The Golden Age

The Golden Age of life is alwaysfive to ten years behind you. At least, that’s how it seems to me, and I’ll explain what I mean.

I don’t remember exactly when it started, but when I was in high school, I can remember thinking fondly of my long lost youth, and casting my mind’s eye back to those halcyon days of junior high school (ninth grade, in particular).

Of course, when I was in college, those bright days of junior high school had shifted to the brighter days of high school. In fact, during college, I can recall thinking that the two week period in 11th grade when the L.A. school teachers were on strike was a true “golden age”. (Honestly, it’s true to this day that I look fondly upon those two weeks now some 17 years in the past.) Many of the friends I made back then are still my best friends to this day.

After college, I can recall looking back fondly on my college years, in particular my first year at UCR, living on The Hall, where I made more life-long friends.
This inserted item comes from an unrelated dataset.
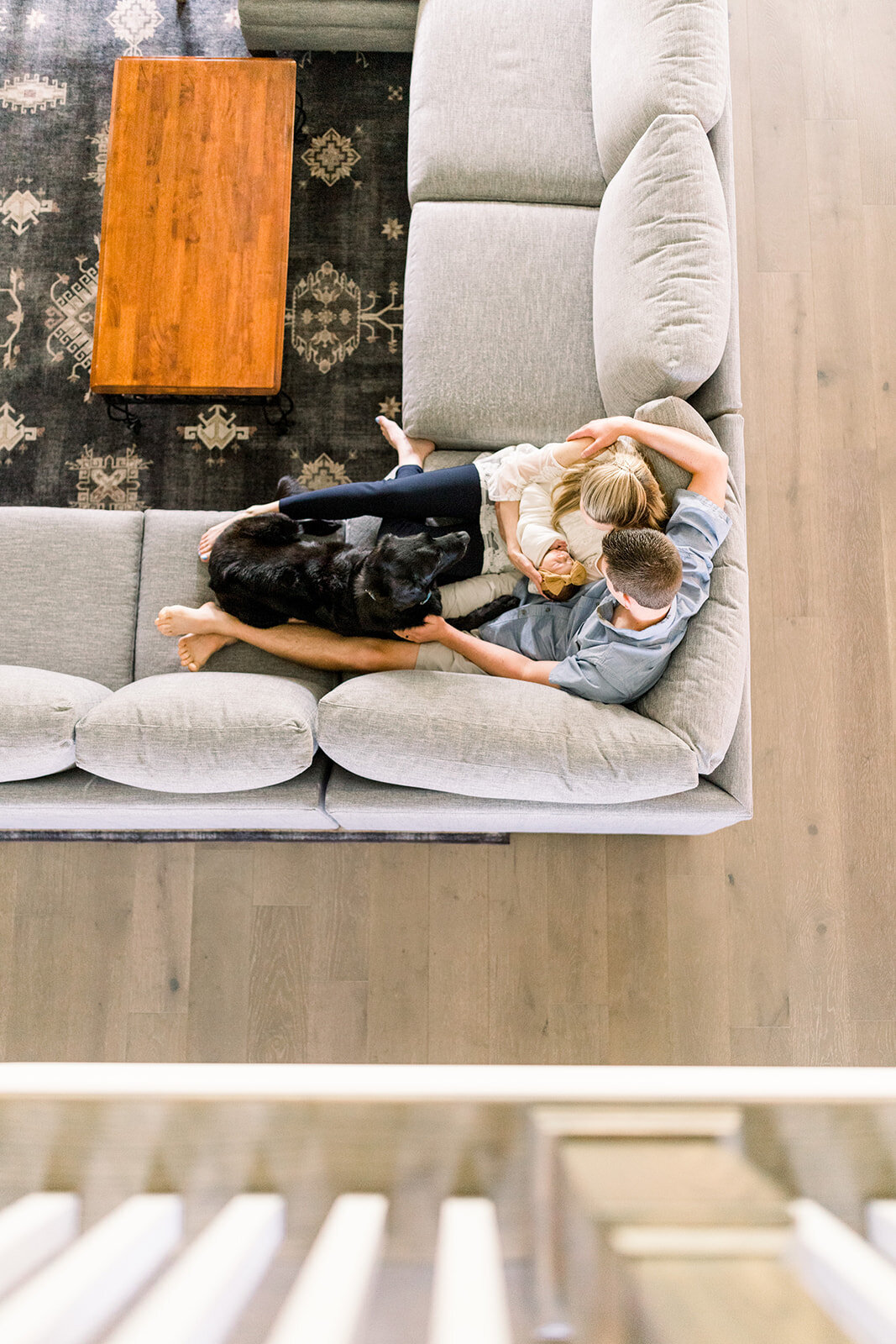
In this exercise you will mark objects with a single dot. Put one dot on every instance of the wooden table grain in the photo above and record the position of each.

And now? The camera lens has slipped forward a few frames and The Golden age now rests firmly upon a period of time between 1997-1999 when I lived in Studio City, on Tujunga just north of Ventura Blvd. Life seemed carefree. Everything was going well. There were little or no worries. It was a time that I was truly happy living in L.A.

So why is the Golden Age always behind you? Clearly its because you mentally evaluate the times of your life, and the only way you can do that in any objective sense, is when enough time has passed to compare it to other times. Still, that doesn’t explain why the past is always golden, and not the future. Why does it seem that we don’t look to the future as eagerly as we look at the past? The future provides endless possibility while the past is already written. And yet we latch onto that past as though it were some kind of security blanket.

I don’t know the answer to this, but I will be exploring it this weekend; it is the main theme in the next short story that I will be writing, a story about a boy who discovers the future, who is fascinated by it, and who works very, very hard to invent a machine that will take him there. It’s a very unusual time-travel story, not what you might expect. But it’s really caught fire with me and I might be able to finish the whole thing this weekend.

That’s what’s great about science fiction. While it has been said that the Golden Age of science fiction is 13, I don’t buy it for a second. The Golden Age of science fiction lasts a life time if you let it.